Originally posted by: Howard
Damn... I integrated y^2 - y - 2 from -1 to 2. How did you guys do it?

You can do it that way too. You'll get -9/2 but the sign just depends on the order you subtract them in.

Then it's (2^3)/3 - (2^2)/2 - 2(2) - [(-1^3)/3 - (-1^2)/2 - 2(-1)], right?

Yep. You're probably just making an order of operations error somewhere in the calculator or something.

Damn it.

I just did it on my calculator (integrating the difference of the functions) and now I get -3/2. Fuck!

Tried it again and got -31/6. Wow, I'm so awesome.

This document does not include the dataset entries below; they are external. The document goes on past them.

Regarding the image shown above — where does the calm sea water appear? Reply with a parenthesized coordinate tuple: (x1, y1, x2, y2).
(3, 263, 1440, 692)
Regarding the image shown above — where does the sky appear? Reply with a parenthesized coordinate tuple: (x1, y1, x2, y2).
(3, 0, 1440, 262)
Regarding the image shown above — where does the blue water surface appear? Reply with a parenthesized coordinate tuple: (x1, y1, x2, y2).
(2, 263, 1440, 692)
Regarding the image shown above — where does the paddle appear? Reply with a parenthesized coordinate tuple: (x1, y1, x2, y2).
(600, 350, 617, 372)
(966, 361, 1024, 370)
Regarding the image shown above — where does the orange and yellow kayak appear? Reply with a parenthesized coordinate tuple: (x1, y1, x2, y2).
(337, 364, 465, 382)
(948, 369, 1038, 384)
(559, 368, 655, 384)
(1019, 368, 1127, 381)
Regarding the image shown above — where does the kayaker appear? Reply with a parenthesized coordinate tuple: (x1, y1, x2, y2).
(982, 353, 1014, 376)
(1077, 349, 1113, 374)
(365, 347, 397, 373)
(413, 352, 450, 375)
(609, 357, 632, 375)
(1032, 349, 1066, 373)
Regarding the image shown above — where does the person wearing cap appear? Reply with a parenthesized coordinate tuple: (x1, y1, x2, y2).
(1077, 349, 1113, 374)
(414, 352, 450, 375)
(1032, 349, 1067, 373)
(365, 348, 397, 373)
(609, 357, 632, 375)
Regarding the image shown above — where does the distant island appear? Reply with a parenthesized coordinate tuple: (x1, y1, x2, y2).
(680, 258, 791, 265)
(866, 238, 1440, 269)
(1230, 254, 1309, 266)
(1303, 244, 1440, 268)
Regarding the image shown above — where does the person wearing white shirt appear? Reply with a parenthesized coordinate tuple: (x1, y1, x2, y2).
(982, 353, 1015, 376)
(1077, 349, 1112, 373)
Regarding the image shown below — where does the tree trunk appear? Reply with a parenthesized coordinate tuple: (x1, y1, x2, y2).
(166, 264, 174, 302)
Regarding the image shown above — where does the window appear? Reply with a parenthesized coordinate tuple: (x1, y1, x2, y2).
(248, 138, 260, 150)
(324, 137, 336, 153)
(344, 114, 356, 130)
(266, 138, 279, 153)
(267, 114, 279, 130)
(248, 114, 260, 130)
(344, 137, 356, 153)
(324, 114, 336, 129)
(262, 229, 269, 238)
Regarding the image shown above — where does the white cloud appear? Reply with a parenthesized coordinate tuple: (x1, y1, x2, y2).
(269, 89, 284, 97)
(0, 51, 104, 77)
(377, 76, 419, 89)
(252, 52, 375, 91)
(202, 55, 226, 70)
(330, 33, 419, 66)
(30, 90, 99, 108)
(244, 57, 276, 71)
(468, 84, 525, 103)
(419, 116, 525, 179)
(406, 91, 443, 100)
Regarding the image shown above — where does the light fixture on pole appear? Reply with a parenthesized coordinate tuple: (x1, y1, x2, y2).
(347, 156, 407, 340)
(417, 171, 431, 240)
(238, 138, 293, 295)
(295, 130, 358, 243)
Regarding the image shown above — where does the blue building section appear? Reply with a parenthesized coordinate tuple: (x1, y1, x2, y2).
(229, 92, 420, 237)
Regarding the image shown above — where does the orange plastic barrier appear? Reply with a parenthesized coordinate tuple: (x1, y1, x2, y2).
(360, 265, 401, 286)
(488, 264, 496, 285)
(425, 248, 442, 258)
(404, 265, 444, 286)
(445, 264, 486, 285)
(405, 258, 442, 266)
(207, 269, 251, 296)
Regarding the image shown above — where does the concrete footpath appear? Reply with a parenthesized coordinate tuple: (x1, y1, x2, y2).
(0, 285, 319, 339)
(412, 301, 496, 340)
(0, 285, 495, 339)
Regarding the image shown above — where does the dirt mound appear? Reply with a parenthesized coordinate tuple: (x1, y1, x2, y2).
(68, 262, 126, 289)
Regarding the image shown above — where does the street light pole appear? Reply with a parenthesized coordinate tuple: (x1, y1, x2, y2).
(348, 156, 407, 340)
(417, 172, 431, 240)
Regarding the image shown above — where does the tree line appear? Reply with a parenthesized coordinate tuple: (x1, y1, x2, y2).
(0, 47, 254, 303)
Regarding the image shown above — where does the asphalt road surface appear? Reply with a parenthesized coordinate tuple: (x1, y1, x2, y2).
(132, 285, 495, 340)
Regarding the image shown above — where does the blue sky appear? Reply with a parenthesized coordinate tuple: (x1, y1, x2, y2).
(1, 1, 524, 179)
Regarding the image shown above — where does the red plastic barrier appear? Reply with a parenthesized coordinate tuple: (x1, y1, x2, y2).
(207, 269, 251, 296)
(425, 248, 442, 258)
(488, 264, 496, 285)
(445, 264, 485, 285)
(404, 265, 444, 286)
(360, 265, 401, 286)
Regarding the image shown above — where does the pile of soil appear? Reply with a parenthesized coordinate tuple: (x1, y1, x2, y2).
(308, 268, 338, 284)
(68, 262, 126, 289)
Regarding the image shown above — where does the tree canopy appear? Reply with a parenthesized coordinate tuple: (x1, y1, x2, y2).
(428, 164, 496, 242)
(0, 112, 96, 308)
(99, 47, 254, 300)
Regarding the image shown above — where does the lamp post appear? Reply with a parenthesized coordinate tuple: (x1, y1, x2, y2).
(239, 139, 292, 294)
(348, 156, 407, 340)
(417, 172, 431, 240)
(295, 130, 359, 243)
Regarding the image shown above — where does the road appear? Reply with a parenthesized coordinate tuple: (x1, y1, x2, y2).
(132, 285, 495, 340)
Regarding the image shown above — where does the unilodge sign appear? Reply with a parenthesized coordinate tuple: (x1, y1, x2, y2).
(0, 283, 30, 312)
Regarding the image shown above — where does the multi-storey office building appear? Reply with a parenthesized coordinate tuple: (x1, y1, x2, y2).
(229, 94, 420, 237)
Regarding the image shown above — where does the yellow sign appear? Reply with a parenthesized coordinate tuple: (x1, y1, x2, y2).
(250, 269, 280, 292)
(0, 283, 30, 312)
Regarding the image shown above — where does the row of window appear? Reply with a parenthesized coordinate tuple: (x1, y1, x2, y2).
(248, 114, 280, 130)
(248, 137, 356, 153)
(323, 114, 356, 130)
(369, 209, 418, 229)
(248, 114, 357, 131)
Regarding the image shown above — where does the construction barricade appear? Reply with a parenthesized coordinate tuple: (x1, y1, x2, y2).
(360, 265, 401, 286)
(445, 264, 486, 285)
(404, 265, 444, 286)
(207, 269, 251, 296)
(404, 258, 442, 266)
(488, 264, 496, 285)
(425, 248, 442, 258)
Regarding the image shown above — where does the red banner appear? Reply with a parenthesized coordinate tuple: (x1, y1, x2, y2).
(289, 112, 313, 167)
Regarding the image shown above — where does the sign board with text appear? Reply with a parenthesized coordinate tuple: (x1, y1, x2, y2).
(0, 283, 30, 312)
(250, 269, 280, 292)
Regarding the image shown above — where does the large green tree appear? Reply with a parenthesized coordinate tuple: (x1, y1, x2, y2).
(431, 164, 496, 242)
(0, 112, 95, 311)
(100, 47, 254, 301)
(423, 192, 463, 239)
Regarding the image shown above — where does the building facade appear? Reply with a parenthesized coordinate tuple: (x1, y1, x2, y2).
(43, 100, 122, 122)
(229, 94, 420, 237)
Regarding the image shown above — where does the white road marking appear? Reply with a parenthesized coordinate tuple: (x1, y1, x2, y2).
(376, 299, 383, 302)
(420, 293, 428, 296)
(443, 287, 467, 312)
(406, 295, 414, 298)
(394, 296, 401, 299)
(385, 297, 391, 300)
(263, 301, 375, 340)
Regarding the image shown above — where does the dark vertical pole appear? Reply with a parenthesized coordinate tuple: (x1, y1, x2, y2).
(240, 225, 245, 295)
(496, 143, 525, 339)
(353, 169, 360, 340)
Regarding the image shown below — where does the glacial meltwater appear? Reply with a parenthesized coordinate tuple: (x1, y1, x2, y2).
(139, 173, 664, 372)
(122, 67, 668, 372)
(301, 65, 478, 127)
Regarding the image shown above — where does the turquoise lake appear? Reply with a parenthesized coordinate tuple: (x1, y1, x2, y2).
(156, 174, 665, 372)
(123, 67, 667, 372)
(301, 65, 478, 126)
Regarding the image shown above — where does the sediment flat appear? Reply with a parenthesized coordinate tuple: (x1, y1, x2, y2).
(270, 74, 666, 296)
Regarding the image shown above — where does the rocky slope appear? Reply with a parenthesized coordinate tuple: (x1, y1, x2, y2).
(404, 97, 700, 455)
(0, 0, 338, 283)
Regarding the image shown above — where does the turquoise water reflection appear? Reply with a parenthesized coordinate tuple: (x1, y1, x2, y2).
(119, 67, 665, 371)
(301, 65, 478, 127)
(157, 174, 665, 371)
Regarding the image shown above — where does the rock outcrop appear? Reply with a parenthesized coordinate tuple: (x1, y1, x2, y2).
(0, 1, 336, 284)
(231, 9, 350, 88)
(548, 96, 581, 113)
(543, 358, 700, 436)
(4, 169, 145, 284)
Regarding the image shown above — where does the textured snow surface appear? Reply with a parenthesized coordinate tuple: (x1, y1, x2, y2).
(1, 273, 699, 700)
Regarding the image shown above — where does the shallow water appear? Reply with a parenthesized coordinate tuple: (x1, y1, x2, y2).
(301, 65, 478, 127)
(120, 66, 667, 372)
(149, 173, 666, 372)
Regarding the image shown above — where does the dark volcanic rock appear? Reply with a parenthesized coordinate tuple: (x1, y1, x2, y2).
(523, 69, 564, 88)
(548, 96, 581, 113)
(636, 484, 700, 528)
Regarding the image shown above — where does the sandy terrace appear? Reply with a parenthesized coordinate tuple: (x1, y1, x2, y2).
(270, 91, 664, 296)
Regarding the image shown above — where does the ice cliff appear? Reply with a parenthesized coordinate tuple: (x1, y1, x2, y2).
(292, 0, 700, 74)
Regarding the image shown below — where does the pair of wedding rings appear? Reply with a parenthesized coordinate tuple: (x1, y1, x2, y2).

Somebody tell me if it's the integral of (y^2 - y - 2) from -1 to 2, please. If that isn't wrong, I don't see how I'm getting -31/6.

 

[Heisenberg]

Originally posted by: Howard
Somebody tell me if it's the integral of (y^2 - y - 2) from -1 to 2, please. If that isn't wrong, I don't see how I'm getting -31/6.

The integral of (y^2 - y - 2) from -1 to 2 is -9/2 according to my TI-89.

 

[Aves]

Originally posted by: Howard
You are supposed to first integrate the boundary functions and then subtract them?

You don't have to do it that way but either way works.